堡主从4月中旬开始,陆陆续续爬取了天龙畅易阁的部分成交角色数据,将数据库导出excel表格,有兴趣的话可以注册本站下载上面的表格,更细致的数据还有待进一步重新爬取成交页面。
畅易阁4万条成交角色数据.xlsx (下载0)堡主准备把这些成交页面都下载到本地,然后进行数据分析。暂时列出以下几项对价格可能存在影响的因素:
- 历史最高装备评分
- 宝石进阶评分
- 等级
- 区服
- 是否有重楼肩、玉、戒、链、甲
- 是否有30附体
- 神鼎
- 武意等级
- 穿刺和减免
- 血量
- 命中
- 属性攻击
- 减抗
- 减抗下限
- 是否有九黎妖虎
- 时装数目
- 坐骑数目
- 稀有时装或坐骑持有量
另一种方案是将价格分为两个部分,一个是硬件部分,另一个是外观部分。
硬件部分完全将人物属性的力、灵、体、定、身、外功、内功、防御、穿刺、属性攻击等等作为输入;外观部分作为一个额外的价格增量,把两部分累加起来。
今天就开始爬数据了,4W条,一秒一条,也需要4W秒,慢慢来。
一共爬取了23.2G的数据,共44975条。

环境:Python 3.7,TensorFlow 2.5

价格拟合
先尝试一下堡主认为比较重要的8维数据属性【装备评分,宝石评分,30附体,武意等级,穿刺伤害,穿刺减免,血量,主属性】,设置个一个简单的两层全连接网络。网络输出就是待拟合的价格(取log)
model = tf.keras.models.Sequential([ tf.keras.layers.Dense(256, activation=tf.nn.relu), tf.keras.layers.Dense(128, activation=tf.nn.relu), tf.keras.layers.Dense(1) ]) model.compile(optimizer=tf.keras.optimizers.Adam(0.001), loss=tf.keras.losses.mean_squared_error) history = model.fit(x_train_scaled, y_train, validation_data=(x_valid_scaled, y_valid), epochs=100, batch_size=128, callbacks = [cp_callback])
训练100个epoch,得到如下图所示损失函数曲线(收敛到0.2左右)

额外添加两条数据:【重楼肩,命中】,用同样的网络训练,损失收敛到0.17,可见相关性很大,尤其是重楼肩,一个肩膀对应大几千的价格。

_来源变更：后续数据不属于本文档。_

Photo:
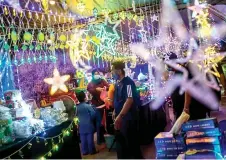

再添加三条数据:【神鼎(体力)、神鼎(属性)、是否有妖虎】,用同样的网络训练,损失收敛到0.15,可见相关性很大。

加上其他重楼装备后,重新进行拟合,收敛到0.14左右。

今晚打算把数据存的全一些,刚码了代码。一共32维数据,第一维是价格标签。另外修改了一处bug,重楼玉、戒指需要累加,万一大佬号上重楼多呢。
目前的思路是爬取之后,按照区服、门派计算一个价格指数,网络输出的值乘上价格指数方为实际价格。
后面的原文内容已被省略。